Sur une scène sombre et sans relief d'Amsterdam, Jésus-Christ sur le point d'être crucifié déplore sa situation difficile tout en arborant un débardeur scintillant et des baskets grises New Balance. Ses partisans, rassemblés autour de lui, semblent avoir fait une descente dans un magasin Urban Outfitters vers 2012.
À l’opposé, ses persécuteurs, menés par le roi Hérode et Ponce Pilate, portent de sévères robes blanches jusqu’au sol et des manteaux noirs.

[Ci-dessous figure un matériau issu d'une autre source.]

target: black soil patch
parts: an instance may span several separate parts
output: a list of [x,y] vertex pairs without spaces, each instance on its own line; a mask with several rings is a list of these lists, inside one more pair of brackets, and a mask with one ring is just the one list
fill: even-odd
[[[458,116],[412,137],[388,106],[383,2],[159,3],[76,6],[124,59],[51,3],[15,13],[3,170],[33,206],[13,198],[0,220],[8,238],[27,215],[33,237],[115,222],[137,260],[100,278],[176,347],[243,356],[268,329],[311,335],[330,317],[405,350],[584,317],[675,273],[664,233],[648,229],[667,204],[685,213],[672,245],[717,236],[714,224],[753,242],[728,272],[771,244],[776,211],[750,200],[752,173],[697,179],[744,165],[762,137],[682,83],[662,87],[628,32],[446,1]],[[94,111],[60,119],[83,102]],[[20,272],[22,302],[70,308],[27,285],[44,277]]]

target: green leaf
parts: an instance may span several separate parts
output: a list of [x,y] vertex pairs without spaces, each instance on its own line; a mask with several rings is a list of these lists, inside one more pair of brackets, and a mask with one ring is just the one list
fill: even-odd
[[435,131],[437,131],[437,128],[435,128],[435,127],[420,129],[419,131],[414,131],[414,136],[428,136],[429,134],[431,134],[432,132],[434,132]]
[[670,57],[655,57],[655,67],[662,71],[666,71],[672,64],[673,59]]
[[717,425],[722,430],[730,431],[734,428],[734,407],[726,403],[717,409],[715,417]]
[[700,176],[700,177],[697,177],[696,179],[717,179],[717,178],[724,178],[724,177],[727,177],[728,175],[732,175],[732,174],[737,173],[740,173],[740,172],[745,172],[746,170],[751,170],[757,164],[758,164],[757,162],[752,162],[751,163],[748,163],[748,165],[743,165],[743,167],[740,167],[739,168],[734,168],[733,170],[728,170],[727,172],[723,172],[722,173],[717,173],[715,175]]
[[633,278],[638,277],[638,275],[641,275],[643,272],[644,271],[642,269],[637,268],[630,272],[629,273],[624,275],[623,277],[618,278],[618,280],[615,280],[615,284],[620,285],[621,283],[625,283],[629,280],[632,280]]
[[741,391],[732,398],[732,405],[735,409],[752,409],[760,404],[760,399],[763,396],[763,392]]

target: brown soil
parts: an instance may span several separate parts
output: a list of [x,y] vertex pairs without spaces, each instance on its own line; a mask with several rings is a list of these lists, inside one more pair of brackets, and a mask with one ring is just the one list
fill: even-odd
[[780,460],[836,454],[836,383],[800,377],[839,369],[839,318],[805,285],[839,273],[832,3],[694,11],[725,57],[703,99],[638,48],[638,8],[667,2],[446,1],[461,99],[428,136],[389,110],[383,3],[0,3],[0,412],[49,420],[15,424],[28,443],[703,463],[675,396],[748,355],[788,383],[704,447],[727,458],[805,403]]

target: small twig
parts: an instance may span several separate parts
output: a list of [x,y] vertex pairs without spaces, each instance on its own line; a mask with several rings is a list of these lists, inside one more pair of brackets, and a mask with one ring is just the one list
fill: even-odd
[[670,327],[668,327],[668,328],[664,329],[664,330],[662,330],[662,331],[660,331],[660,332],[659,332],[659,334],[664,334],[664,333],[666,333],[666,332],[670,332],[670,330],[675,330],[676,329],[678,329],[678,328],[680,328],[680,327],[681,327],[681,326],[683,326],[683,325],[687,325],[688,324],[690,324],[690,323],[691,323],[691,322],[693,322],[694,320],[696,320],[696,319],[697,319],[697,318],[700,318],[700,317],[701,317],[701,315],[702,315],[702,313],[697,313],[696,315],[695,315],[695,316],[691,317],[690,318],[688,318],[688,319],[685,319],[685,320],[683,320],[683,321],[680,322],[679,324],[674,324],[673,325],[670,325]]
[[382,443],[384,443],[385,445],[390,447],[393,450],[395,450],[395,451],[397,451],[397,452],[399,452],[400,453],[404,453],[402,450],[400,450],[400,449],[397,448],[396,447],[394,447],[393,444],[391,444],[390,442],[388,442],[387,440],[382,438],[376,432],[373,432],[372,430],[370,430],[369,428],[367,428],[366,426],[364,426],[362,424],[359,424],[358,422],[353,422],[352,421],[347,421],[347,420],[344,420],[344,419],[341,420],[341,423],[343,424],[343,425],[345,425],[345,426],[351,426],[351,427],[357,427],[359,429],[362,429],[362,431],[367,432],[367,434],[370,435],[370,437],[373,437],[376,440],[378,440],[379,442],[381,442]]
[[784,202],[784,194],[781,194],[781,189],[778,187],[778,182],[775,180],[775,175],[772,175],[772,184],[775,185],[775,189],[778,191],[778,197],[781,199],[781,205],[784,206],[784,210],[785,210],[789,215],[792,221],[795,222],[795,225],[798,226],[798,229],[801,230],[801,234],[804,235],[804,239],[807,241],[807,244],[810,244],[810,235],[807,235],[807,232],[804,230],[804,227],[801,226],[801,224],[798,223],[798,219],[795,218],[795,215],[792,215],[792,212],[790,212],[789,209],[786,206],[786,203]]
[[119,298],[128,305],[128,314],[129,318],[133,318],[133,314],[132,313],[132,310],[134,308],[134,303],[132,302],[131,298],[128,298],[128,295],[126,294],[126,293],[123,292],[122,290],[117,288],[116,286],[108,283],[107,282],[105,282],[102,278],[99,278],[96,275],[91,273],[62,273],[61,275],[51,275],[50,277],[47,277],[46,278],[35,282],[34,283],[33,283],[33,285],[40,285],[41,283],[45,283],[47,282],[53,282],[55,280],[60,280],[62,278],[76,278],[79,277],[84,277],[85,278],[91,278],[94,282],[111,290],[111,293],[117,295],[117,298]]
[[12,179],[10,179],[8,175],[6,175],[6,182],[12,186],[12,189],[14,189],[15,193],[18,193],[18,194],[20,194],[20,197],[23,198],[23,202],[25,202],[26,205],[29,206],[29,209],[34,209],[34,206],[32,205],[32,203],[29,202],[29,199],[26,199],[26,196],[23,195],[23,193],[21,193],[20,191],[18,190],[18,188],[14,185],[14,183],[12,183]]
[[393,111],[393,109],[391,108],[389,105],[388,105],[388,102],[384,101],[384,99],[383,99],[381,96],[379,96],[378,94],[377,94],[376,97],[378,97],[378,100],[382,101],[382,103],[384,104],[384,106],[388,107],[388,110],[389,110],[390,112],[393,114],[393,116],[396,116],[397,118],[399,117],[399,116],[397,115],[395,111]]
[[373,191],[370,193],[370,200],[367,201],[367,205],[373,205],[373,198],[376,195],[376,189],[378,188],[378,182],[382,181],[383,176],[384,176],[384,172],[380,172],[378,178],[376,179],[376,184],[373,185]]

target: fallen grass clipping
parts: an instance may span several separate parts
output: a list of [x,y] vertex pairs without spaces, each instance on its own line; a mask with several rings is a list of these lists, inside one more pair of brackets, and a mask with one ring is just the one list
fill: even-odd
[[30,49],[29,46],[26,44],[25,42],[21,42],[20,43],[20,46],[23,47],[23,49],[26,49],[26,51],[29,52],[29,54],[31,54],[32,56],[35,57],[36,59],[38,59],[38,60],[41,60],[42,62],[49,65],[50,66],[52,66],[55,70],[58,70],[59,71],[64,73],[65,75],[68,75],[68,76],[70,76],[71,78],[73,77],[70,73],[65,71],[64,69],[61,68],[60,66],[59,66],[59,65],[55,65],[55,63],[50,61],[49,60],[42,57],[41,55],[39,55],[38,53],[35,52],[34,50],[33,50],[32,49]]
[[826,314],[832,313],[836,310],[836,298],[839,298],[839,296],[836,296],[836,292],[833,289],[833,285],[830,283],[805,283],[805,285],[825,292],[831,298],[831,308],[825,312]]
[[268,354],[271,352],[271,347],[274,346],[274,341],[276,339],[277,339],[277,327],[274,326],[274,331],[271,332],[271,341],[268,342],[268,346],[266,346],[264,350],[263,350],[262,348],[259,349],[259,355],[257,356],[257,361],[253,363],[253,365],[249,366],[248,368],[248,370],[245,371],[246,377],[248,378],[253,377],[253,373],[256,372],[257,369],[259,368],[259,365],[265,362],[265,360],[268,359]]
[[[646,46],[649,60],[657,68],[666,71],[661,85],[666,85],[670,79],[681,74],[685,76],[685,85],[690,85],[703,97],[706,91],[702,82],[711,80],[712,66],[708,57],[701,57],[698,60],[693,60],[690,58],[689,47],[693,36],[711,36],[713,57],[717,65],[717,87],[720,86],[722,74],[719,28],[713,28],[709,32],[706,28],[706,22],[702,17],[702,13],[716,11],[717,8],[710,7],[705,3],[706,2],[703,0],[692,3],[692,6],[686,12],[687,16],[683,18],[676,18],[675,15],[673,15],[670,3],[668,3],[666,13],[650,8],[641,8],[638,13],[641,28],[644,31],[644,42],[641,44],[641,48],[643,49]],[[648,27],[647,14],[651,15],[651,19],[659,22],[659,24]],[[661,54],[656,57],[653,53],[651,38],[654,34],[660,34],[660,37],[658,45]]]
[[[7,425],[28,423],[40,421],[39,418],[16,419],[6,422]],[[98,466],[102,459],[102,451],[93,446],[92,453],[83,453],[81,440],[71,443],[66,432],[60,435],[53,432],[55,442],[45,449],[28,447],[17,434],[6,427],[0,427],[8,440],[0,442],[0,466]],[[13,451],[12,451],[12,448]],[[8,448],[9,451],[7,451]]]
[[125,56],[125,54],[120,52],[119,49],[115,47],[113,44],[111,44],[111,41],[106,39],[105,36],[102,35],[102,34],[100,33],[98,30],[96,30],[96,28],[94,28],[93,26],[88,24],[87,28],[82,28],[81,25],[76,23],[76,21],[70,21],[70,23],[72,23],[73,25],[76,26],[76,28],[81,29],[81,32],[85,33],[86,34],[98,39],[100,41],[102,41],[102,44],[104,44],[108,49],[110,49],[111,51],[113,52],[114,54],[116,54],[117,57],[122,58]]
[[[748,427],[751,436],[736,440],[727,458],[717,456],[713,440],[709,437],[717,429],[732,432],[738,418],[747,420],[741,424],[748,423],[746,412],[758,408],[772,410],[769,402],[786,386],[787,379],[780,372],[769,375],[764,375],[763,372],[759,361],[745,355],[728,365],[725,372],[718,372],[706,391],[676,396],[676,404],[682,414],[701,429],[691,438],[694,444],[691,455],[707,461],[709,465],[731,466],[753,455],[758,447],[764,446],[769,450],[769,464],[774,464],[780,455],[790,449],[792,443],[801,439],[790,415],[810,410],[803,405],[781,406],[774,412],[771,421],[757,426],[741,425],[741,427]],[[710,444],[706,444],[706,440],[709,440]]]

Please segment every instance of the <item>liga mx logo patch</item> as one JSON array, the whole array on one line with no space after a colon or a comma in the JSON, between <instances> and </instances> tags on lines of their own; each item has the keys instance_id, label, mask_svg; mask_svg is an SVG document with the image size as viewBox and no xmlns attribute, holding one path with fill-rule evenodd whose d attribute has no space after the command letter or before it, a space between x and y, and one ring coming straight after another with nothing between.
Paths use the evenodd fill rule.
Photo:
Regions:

Dans un fausset perçant, Jésus reproche à son père, Dieu, de l'avoir mis dans cette position. Tout aussi bien qu’il le pourrait.
Cette reprise de « Jesus Christ Superstar », la comédie musicale kitsch d’Andrew Lloyd Webber et Tim Rice de 1971 sur les derniers jours de la vie de Jésus, est réalisée par l’auteur belge Ivo van Hove. C'est un match étrange.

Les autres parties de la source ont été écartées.